17. Non seulement le maréchal, mais aussi tous les députés jouissent d’une considération infinie : leurs personnes sont sacrées, & malheur à quiconque leur feroit la moindre insulte, car il y va de la tête sans rémission. Tel dont le nom n’étoit jamais sorti de son hameau, ou dont les qualités & la fortune n’avoient été long-tems qu’un objet de mépris, devient subitement, à l’abri de cette dignité, celui des complaisances les plus marquées & des hommages les plus humbles. On voit, & j’ai souvent vu les premiers membres de la république s’abaisser devant eux avec un air d’assujettissement, dont le député doit rire dans son cœur pour peu qu’il soit homme d’esprit.

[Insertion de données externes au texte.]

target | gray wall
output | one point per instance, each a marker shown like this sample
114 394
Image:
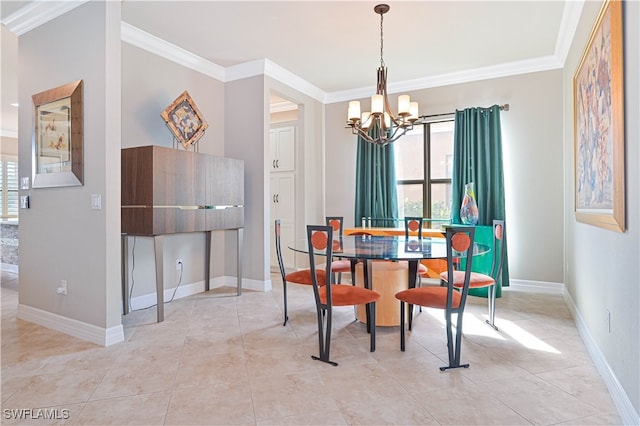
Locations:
150 83
532 152
62 238
602 266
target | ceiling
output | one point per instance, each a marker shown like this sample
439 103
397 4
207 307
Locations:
335 46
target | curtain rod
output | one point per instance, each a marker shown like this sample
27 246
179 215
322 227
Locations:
504 107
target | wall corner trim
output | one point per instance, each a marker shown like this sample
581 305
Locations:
627 413
72 327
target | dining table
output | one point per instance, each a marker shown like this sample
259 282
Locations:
399 272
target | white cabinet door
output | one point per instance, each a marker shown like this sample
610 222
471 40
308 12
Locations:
282 145
282 199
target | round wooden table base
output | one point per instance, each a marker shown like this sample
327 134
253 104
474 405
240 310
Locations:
388 279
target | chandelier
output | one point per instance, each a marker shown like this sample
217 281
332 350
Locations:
380 126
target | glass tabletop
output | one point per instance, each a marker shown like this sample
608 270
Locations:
389 247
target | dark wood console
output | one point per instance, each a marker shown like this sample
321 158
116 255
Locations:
169 191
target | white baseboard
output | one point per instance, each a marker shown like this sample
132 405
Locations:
534 286
8 267
72 327
146 300
622 402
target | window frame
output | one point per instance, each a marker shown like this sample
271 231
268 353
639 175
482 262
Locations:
427 182
5 190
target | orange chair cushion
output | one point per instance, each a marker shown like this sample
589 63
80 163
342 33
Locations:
341 266
347 295
435 267
476 280
304 277
422 270
335 224
431 297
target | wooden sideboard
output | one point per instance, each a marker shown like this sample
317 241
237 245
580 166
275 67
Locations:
169 191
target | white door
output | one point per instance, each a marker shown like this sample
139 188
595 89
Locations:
282 199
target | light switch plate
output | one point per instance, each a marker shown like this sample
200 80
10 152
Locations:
24 182
96 202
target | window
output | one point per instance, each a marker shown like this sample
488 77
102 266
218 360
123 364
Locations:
8 189
424 162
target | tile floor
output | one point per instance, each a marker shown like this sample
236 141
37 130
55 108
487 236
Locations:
222 359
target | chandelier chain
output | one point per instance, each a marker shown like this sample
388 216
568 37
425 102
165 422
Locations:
381 42
380 125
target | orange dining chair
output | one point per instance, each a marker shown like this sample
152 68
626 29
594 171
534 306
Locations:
479 280
333 294
411 225
339 265
298 277
451 299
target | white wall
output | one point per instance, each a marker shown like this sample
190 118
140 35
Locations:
61 237
603 266
532 154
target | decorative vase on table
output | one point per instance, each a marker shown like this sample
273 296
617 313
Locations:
469 208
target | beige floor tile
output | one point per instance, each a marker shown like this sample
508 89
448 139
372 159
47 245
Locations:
329 418
222 359
147 409
468 405
290 395
54 389
212 405
538 401
67 414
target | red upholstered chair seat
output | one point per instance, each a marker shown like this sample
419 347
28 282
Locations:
431 297
341 266
477 280
348 295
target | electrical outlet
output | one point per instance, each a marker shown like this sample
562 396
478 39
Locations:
62 289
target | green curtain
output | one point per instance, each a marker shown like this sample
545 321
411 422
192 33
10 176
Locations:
376 192
477 158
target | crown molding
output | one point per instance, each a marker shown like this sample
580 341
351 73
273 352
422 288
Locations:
283 106
271 69
149 42
8 134
568 25
36 13
543 63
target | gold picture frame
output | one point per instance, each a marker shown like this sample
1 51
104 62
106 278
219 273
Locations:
599 145
58 137
185 120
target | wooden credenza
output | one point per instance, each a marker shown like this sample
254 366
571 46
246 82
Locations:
169 191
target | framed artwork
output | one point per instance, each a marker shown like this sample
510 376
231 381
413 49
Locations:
58 138
599 146
185 120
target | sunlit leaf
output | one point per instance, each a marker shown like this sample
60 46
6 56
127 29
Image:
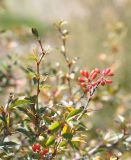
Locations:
54 126
50 140
74 113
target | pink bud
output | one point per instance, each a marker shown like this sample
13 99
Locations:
83 84
82 72
108 81
94 75
81 79
97 70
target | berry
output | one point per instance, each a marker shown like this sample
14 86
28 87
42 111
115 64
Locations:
81 79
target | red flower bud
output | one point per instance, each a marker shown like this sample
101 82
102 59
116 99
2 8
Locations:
103 82
92 72
83 84
94 75
97 70
37 145
110 74
81 79
107 70
94 84
82 72
86 74
44 151
108 81
34 148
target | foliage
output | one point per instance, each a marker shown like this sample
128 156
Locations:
49 120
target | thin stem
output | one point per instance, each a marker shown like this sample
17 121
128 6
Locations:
38 72
69 64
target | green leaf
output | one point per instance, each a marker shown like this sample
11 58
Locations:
74 113
54 126
63 144
18 102
50 140
35 32
24 131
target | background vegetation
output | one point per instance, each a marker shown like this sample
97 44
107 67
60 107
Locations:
99 34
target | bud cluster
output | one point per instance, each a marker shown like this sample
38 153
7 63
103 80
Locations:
37 148
90 81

18. Causes civiles ou criminelles, celles où les intérêts du clergé sont mêlés avec ceux des séculiers, tout est du ressort des tribunaux suprêmes. Il faut cependant en excepter les crimes de leze-majesté, de rébellion, de péculat, du trésor & autres semblables, dont la connoissance & la punition appartiennent souverainement à la diette. On excepte aussi les causes purement bénéficiales & les spirituelles, comme celles qui concernent l’administration des sacremens, la validité des mariages & la discipline ecclésiastique : qui sont des choses entièrement dévolues au tribunal de la nonciature : car il faut savoir que le nonce du Pape est non seulement ministre public en Pologne, mais qu’il y exerce encore une jurisdiction très étendue.

19. Telle est la nature des principaux tribunaux du royaume & du grand duché. Il y en a beaucoup d’autres qui font épars dans les provinces & qui relèvent de ceux-ci ; mais il y en a quelques-uns qui n’en relèvent point, & dont les jugemens roulent sur des objets d’une moindre étendue. Ce qu’on a dit touchant cette matière dans ce chapitre & dans divers endroits des chapitres précédens, suffit pour un ouvrage, qui ne doit donner qu’une idée générale de la Pologne.